McLaren not giving up on championship
Jenson Button was on the podium again with a second place for Vodafone McLaren Mercedes. The team had surely hoped for more as Lewis Hamilton started from pole and was controlling the race until a gearbox failure forced him to retire.
Jenson Button, MP4-27A-03, 2nd:
Fastest lap: 1m52.625s (+1.592s, 4th)
Pitstops: Two: laps 14 (3.73s) and 33 (3.33s) [Opt-Pri-Pri]
“It’s nice to be back on the podium – and, if I finish every remaining race in the top one or two, that’ll be perfect.
“During the first stint, I even thought I had a chance of winning because I was able to go longer than the cars around me. But then they didn’t seem to struggle much on the harder tyre, so the advantage swung away from me. I had a good second stint, but the harder tyre didn’t feel quite as good for me [as the softer tyre]. Then I didn’t really have good balance in the final 10 laps.
“I still have a slim chance of winning the drivers’ world championship, but I’m just enjoying my racing at the moment. I think our car will be competitive at Suzuka, and we’re doing a very good job as a team too. Of course, it’s disappointing that we had a reliability failure with Lewis’s car, so that’s something we need to solve, particularly as we’re doing such a good job in every other area.
“If we can solve our reliability issues, we’ll definitely have a chance of fighting for the win in all six remaining races.”
Lewis Hamilton, MP4-27A-04, DNF (gearbox failure):
Fastest lap: 1m55.541s (+4.508s, 19th)
Pitstops: One: lap 12 (2.94s) [Opt-Pri]
“It’s heart-breaking not to have finished the race today. We definitely had the pace to win this weekend. In fact, before I retired, I was cruising; just managing the gap back to Seb [Vettel].
“Then I started to experience difficulty with the gearshift, then I lost third gear, and then the ’box kept dropping into neutral. Obviously, I was disappointed, but the good thing we can take away from this weekend is that we have extremely good pace. As a result, I think we can really attack in the next few races. It’s going to be hard to close the gap to guys like Fernando [Alonso] and Sebastian [Vettel], especially when they keep finishing race after race, but I’ll never give up.
“There are six more races, and I need to go and win all six. I’ll fight until the end.”
Martin Whitmarsh, Team principal, Vodafone McLaren Mercedes:
“Until his run was curtailed by gearbox failure on lap 23, Lewis was driving towards what would have been the perfect end to a weekend throughout which his pace had been consistently awesome.
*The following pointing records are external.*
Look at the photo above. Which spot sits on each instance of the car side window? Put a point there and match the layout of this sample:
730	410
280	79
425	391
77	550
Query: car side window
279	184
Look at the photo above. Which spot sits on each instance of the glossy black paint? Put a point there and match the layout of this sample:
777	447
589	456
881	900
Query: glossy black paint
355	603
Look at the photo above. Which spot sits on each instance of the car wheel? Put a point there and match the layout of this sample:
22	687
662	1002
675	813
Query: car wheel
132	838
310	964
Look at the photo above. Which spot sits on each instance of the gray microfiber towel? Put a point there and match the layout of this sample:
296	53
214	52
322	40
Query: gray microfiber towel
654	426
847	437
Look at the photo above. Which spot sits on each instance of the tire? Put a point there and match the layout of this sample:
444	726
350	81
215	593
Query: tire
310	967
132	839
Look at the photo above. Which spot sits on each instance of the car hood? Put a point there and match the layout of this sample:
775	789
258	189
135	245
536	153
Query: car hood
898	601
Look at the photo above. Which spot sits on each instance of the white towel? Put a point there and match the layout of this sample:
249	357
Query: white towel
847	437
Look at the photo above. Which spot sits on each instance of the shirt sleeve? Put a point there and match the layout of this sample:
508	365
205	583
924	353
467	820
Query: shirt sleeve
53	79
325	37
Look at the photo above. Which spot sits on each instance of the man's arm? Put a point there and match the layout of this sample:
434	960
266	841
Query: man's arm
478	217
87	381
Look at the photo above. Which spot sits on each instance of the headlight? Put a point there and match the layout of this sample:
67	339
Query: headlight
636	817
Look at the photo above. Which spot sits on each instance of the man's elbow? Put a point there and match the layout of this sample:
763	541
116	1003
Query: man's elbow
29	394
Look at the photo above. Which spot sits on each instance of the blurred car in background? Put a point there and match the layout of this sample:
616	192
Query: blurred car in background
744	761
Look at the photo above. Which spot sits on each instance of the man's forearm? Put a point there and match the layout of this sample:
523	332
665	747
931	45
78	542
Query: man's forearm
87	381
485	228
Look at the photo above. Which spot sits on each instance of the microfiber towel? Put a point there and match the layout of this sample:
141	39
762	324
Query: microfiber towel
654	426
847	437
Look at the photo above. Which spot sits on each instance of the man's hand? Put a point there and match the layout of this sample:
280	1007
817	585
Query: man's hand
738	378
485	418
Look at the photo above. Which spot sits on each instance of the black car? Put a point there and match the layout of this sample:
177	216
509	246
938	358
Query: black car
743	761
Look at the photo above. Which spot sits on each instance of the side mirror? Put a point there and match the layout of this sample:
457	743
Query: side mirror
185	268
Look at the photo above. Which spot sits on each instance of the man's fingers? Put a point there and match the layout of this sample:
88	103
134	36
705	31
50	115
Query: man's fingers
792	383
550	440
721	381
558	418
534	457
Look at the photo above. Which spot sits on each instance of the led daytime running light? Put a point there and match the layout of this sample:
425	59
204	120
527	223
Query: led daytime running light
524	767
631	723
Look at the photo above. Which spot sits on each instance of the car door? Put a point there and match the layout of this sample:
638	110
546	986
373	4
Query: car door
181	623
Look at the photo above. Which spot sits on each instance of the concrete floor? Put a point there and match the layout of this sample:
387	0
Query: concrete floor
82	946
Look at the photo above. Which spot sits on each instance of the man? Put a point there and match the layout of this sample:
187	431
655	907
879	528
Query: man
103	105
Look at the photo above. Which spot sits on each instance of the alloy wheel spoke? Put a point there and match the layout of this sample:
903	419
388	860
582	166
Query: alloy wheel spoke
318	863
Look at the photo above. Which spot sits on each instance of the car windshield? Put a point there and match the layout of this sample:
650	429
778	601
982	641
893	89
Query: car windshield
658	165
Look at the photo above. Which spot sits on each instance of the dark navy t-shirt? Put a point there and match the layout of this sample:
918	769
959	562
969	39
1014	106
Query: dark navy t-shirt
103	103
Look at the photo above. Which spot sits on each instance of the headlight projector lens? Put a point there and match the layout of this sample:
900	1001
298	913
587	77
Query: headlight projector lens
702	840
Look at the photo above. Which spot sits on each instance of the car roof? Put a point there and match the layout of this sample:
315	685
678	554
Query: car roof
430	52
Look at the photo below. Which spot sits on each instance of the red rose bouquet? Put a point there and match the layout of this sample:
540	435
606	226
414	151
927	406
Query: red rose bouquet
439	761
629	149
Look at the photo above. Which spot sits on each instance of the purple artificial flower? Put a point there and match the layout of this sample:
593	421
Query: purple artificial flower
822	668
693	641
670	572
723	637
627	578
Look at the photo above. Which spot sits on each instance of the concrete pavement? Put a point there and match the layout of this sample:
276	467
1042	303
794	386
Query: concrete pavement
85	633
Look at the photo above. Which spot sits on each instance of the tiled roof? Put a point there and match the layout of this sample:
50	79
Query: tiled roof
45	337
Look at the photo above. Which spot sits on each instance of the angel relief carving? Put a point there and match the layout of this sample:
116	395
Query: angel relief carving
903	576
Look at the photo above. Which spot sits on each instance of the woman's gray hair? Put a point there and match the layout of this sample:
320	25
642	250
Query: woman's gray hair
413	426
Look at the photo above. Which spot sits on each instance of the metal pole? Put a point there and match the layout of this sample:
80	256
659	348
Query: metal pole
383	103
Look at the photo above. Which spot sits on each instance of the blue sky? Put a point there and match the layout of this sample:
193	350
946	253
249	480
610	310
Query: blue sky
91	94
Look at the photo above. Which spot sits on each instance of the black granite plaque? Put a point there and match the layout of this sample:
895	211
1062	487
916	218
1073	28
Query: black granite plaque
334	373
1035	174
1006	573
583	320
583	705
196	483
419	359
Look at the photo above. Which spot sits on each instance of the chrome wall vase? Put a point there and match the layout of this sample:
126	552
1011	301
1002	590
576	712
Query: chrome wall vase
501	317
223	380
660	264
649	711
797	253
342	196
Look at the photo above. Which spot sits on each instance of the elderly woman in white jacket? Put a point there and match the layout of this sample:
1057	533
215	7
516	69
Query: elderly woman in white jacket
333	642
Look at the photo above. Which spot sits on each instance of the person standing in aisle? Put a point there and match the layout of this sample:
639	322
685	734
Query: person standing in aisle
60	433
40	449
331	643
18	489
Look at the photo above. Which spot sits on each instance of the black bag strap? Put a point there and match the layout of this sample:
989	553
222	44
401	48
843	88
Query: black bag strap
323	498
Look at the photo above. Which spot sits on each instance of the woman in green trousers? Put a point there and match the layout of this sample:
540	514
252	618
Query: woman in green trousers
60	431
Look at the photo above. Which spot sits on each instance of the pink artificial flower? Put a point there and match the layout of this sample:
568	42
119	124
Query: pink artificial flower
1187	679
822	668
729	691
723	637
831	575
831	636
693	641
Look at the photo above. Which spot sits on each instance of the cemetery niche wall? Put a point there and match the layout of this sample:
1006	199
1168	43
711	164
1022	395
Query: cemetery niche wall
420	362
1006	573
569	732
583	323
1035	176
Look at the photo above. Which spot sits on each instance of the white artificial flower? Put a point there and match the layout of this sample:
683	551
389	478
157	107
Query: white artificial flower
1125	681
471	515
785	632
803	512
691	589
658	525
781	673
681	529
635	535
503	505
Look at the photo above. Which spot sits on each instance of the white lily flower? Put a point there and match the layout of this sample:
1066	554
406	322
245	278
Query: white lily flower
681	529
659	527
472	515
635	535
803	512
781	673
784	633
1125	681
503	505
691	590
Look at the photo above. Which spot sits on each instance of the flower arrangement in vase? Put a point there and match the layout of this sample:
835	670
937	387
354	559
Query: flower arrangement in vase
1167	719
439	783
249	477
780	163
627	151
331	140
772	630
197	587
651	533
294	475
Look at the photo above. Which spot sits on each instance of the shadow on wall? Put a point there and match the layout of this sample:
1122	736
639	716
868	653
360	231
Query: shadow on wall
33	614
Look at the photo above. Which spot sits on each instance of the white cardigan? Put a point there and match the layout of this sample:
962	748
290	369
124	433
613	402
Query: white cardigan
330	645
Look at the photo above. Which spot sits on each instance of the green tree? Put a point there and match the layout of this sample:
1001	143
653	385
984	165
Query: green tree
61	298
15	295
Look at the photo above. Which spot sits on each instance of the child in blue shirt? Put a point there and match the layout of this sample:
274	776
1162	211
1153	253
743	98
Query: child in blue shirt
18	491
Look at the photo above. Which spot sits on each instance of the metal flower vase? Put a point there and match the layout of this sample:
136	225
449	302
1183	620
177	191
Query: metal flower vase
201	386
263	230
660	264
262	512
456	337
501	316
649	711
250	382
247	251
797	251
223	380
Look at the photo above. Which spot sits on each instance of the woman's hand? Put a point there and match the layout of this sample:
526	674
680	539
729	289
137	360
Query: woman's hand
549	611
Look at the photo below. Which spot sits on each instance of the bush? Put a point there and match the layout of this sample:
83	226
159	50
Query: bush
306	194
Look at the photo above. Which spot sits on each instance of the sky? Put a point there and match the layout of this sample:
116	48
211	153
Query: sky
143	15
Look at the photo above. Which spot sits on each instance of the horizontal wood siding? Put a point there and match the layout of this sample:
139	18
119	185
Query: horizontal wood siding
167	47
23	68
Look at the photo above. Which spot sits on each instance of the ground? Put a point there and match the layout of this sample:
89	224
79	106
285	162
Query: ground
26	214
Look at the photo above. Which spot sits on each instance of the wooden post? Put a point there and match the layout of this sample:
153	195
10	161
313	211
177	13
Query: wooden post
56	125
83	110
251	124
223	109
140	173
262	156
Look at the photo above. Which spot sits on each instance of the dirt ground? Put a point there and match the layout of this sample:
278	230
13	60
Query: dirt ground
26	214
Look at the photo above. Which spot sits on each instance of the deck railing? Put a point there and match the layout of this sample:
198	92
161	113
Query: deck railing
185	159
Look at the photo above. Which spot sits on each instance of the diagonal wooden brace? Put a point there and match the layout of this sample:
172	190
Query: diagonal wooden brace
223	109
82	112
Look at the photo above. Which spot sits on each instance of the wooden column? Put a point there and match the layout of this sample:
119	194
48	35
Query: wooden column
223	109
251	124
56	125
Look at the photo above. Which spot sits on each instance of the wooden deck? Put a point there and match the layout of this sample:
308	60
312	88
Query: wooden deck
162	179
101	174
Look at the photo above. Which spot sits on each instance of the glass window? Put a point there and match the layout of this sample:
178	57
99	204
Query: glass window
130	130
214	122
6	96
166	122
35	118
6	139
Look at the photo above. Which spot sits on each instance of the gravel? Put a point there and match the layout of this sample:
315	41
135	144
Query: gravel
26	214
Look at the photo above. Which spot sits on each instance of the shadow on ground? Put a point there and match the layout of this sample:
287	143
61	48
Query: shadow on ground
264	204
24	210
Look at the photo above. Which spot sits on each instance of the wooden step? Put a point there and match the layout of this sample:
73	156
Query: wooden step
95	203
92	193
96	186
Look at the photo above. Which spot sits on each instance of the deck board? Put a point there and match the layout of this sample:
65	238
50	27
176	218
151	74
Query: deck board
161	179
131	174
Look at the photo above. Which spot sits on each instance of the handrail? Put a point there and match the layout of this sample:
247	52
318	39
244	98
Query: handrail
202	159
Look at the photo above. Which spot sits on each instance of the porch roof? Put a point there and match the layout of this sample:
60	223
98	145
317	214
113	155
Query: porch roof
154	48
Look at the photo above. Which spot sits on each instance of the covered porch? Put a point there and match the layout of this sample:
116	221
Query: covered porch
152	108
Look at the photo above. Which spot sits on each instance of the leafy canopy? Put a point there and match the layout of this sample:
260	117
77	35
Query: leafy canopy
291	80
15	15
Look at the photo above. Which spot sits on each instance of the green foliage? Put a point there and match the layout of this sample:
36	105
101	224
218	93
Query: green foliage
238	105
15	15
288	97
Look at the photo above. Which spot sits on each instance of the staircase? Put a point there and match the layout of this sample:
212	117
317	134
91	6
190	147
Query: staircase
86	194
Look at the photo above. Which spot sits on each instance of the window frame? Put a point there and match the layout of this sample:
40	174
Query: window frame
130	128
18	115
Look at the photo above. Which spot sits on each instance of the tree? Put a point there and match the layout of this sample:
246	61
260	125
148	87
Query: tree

“Clearly, for him not to have been able to score the 25 world championship points that his pace looked like netting him was a great disappointment for all of us at Vodafone McLaren Mercedes. But, as TV viewers over the world will have seen from his post-race interviews, Lewis is a fighter and he won’t give up.
“Neither will we. There are six grands prix left to run this season – which equate to a potential 150 world championship points for any driver to score – and you should be in no doubt that Lewis will be aiming to get as close to that 150 target as possible.
“In the constructors’ world championship, too, Vodafone McLaren Mercedes remains very much in the hunt – bolstered in no small measure by the 18 world championship points that Jenson’s solid run to second place occasioned here today. We’ll keep pushing. Roll on Suzuka.”